Dr King, senior lecturer at the College of Human and Health Sciences, said: “The PCOM focuses on the process of play and initially it was piloted using a video of children playing. We were able to show it could be used effectively in that situation, where the observer is able to pause or rewind to take a closer look at the children’s activity.
“However, this is not an option when observing children in real time so how reliable would the PCOM be in those circumstances? This question formed the basis of our research paper.”
He explained that the PCOM focuses on the process of play and the Play Cycle, the term used by play professionals to observe and understand play. The cycle can be broken down into several distinct phases - pre-cue, play cue, play return, play frame, flow and annihilation.
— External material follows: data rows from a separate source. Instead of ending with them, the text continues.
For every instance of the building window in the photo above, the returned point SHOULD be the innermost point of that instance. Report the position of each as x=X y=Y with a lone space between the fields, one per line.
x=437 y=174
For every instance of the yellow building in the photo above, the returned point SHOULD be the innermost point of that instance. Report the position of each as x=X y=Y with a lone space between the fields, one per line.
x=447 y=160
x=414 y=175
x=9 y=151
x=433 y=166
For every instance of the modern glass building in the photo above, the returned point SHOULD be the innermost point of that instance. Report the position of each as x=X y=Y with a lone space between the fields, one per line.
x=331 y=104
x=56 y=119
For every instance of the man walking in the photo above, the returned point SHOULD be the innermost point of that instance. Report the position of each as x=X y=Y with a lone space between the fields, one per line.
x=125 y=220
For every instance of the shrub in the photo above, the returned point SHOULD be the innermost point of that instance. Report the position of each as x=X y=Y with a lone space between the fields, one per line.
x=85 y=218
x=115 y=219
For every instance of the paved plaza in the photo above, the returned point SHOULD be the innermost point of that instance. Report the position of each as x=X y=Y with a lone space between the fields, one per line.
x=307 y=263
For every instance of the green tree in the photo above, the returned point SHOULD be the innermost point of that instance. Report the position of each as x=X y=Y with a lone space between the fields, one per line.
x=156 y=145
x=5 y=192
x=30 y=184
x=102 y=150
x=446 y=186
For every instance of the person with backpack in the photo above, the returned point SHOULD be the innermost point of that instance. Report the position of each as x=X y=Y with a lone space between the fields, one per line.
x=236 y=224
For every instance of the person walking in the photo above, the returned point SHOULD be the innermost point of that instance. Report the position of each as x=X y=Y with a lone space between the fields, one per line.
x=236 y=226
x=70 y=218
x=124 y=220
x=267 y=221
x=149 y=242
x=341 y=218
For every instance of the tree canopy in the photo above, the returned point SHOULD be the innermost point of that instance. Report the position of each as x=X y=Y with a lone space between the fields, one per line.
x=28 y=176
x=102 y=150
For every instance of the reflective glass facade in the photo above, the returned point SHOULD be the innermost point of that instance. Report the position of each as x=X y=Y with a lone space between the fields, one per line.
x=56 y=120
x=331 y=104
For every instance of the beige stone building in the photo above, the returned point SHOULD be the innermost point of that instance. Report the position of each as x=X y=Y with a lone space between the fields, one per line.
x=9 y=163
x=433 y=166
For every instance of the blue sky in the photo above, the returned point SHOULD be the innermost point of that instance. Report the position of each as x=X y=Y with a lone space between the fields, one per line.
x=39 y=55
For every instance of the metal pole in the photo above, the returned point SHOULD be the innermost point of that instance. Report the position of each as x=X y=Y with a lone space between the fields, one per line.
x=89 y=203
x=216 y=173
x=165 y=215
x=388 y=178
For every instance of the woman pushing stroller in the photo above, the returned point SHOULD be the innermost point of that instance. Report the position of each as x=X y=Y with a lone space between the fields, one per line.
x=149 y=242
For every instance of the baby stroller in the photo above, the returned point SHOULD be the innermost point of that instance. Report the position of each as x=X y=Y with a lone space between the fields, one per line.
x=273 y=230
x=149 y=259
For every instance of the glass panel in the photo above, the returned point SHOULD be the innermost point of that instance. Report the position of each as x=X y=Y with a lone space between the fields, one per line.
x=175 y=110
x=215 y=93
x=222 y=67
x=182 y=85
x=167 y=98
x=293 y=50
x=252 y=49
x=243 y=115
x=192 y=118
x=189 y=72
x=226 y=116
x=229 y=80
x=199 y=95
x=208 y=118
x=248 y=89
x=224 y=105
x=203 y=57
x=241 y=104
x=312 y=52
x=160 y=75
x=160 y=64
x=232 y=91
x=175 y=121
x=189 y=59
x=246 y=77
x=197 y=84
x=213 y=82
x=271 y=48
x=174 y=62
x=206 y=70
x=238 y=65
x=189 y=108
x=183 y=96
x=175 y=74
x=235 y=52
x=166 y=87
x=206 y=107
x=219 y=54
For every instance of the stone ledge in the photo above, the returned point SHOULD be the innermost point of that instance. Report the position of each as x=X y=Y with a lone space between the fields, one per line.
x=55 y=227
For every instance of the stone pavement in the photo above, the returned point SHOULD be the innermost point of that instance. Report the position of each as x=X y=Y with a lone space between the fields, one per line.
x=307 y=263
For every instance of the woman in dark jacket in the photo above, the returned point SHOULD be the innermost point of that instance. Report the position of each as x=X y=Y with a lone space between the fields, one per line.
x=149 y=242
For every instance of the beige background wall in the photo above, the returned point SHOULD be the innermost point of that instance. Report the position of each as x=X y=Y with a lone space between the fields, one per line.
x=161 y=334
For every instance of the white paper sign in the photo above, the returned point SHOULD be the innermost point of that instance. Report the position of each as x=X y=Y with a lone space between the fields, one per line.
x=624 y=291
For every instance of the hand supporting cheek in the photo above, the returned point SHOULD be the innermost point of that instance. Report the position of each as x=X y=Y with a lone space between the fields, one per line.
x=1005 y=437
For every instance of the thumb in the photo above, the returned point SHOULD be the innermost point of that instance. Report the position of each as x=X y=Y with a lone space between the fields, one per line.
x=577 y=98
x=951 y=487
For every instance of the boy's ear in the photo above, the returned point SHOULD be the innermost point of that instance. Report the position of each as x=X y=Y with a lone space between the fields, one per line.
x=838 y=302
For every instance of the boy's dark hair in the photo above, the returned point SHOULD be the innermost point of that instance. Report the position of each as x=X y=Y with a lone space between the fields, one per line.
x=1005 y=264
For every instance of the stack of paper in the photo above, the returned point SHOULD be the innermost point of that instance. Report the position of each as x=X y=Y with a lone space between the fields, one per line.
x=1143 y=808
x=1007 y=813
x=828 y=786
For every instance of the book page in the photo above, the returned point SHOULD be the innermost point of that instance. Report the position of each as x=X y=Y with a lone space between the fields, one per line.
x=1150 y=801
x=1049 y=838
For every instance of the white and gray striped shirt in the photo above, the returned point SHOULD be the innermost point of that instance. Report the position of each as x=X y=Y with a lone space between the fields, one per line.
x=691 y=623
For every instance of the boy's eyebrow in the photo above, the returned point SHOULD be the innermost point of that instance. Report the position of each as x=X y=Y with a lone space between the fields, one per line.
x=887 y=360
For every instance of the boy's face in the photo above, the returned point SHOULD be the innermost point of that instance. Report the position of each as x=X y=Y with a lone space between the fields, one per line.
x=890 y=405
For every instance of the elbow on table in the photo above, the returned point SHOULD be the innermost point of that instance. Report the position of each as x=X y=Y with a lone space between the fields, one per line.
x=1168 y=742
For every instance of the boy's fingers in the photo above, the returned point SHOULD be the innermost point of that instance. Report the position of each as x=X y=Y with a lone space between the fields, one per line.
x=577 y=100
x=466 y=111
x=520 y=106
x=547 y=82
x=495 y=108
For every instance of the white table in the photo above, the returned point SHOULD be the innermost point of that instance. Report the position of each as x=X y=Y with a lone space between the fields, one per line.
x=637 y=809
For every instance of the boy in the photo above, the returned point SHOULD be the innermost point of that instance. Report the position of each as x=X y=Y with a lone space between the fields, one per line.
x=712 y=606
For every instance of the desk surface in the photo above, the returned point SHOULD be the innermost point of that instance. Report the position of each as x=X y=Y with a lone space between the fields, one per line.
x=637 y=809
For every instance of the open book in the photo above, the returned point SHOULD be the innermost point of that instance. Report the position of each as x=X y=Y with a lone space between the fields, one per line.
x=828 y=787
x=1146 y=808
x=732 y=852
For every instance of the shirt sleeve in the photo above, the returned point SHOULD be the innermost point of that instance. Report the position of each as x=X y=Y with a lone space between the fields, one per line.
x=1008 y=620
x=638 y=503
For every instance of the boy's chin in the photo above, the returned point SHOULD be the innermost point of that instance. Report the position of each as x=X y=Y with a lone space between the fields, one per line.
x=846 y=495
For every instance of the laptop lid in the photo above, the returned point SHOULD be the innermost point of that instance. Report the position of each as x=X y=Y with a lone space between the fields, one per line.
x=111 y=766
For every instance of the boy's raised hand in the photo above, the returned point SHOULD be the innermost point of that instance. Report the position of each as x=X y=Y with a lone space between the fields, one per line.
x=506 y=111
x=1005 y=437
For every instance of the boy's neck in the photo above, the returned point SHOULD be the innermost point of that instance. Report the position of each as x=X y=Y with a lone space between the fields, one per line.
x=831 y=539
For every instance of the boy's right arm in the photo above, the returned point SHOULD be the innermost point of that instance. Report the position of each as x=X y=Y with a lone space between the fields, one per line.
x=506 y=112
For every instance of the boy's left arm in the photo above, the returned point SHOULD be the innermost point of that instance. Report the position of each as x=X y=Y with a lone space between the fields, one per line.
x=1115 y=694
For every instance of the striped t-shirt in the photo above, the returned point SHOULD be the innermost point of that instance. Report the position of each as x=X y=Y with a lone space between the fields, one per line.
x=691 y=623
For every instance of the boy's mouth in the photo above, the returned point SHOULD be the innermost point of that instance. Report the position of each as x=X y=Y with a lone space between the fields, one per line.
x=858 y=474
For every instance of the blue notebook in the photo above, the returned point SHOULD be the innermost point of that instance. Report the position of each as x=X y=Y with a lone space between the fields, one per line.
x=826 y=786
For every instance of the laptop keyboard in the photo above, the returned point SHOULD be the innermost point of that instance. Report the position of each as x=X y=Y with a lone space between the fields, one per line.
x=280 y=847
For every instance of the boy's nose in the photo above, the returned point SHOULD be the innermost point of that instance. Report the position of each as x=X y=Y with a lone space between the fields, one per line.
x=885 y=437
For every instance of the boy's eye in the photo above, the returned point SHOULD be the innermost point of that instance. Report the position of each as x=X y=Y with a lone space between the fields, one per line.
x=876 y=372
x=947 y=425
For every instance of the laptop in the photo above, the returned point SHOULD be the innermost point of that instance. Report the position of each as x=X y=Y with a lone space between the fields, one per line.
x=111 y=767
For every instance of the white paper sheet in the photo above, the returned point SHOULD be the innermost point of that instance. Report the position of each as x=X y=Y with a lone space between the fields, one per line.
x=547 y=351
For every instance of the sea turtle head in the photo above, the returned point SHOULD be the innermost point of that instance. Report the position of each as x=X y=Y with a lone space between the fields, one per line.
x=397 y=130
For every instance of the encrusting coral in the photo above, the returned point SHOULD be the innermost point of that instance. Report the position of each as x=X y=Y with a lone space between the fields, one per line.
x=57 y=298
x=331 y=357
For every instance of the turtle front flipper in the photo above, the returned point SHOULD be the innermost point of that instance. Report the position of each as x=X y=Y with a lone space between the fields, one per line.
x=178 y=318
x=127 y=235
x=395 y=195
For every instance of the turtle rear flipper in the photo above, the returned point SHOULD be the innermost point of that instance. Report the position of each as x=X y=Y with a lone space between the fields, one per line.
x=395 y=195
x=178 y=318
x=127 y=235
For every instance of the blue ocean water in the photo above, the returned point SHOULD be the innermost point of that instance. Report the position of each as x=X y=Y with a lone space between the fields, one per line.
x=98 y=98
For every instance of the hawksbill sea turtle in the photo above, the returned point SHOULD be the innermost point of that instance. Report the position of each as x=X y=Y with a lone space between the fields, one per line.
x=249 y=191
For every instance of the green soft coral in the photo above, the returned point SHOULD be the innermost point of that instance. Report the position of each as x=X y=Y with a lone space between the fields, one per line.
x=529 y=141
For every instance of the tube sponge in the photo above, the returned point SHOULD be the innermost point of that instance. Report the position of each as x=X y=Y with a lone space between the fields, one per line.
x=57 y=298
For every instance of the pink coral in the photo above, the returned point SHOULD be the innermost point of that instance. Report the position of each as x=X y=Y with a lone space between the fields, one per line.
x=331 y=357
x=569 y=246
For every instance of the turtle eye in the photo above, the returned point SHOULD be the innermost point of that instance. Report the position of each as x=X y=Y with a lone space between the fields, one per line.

The play cue, either verbal or non-verbal, is an invitation to play from a child while the play return is another child’s response. The play frame is the physical or imagined boundary that keeps the Play Cycle intact and annihilation is when play has finished.
For this study two members of the research team acted as the independent observers with no experience of using the PCOM. They watched play from the booth and used specifically designed observation sheets to quantitatively record play cues, play returns and Play Cycles. These sheets also collected qualitative data of play frames, annihilation and the role played by adults in the Play Cycle.
The observers watched the same ‘target child’ at the same time, each carrying out their observation simultaneously, without any discussion or comparison. This was repeated for 11 separate observations of different children. The data was then collected and analysed by a third member of the team.
Their findings have just been published in the Journal of Early Childhood Research.
Dr King said: “We proved that by focusing on the process of play, the PCOM is very child-centred and child-led observational tool. It is not restricted to a type of play such as pretend or social, so offers the opportunity to observe all types of play.
“The benefit of the PCOM is that it not only shows how we can support the various stages of children’s play, but it can also be used by the student learning about play and the professional practitioner in respect of reflective practice. In addition, the PCOM is a useful training tool for trainers and lecturers teaching play.”